My kids don’t eat much of what I cook either, Sarah, but I also feel the exposure is important and I talk to them about what I am preparing or eat ing as I do it. I think they’re interested, if sometimes too timid to try! There’s a lot of wisdom in what you’ve written.
At our house, family dinner was sacrosanct. Dad came home every night at 5:30 and dinner was on the table at 5:45. You could set your watch by it. It was my favorite time of the day and we really, REALLY got to know each other well and 30 years later I and my siblings are still very close.
This sounds so much like my family, Beverly. One of my clearest childhood memories is meeting my dad at the back door when he came home from work each evening, that and helping my mom set the table for dinner. I feel quite lucky for this.
We often (always?) had dinner together growing up, which is something i probably didn’t appreciate at the time ;) (but i can say that about alot of foods, too!) i love how the holidays focus on getting extended family together, as I feel that happens less and less these days…
My Mom raised seven kids. Every Sunday she made a real Sunday dinner and we would sit down, all together, at the table. It was usually a multi-course meal, starting with pasta and ending with fruit, nuts, cookies. As we got a little older, we began helping her with the clean-up, but for many years she was it. I remember the mountain of dishes that sat on the counter waiting to be washed after each one of these feasts; the pans piled-up in the sink; the table, ransacked and abandoned, that needed clearing; the crumbed and spattered floor that needed sweeping.

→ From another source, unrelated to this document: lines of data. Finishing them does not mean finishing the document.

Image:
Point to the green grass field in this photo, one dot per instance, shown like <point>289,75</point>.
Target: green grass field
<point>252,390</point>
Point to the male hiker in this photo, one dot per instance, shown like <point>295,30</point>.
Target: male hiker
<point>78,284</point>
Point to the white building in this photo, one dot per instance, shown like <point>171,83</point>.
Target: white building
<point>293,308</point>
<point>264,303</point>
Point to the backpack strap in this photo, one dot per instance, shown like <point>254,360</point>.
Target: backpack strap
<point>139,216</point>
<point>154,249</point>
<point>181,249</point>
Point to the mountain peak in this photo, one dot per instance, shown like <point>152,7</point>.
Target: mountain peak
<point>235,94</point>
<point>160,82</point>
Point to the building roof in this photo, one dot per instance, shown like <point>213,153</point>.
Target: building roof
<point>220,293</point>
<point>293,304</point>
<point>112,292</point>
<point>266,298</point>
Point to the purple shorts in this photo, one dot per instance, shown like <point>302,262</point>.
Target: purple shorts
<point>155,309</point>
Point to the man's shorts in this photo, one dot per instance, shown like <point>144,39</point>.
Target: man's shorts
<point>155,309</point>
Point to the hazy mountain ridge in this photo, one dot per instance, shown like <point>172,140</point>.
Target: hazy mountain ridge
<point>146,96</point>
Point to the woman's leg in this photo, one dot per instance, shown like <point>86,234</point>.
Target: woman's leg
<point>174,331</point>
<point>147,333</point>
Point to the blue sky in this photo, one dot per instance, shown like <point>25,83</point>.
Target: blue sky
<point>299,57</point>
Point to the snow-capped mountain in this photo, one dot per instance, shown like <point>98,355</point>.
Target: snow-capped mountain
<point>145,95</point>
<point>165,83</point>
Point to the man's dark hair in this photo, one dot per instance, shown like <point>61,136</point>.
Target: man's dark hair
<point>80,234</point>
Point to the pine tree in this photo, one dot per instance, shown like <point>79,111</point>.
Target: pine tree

Dad never let her clean-up too soon—he liked to linger, bring out the Liquore di Sambuca, pour another glass of wine. This was before dishwashers were standard in every kitchen (certainly not in ours); when businesses were closed on Sunday (people visited, or read the paper, or drank); and before husbands were equal partners in the household. Our table was elastic—Dad made room for 4, 5, even 6 more chairs, and often there would be an aunt and an uncle and a few cousins in those seats, always family, always a fun time for the kids. And much later, when we had boyfriends, we couldn’t wait to bring them home and have them join in at the table. Even then there was a shimmer of awareness that this was something special—after all, none of our friends lived this way. Maybe because we were Italians in a wasp-y town; maybe because Mom didn’t work, outside the home–it was where we all wanted to be, the family dinner table, every Sunday. How did she do it?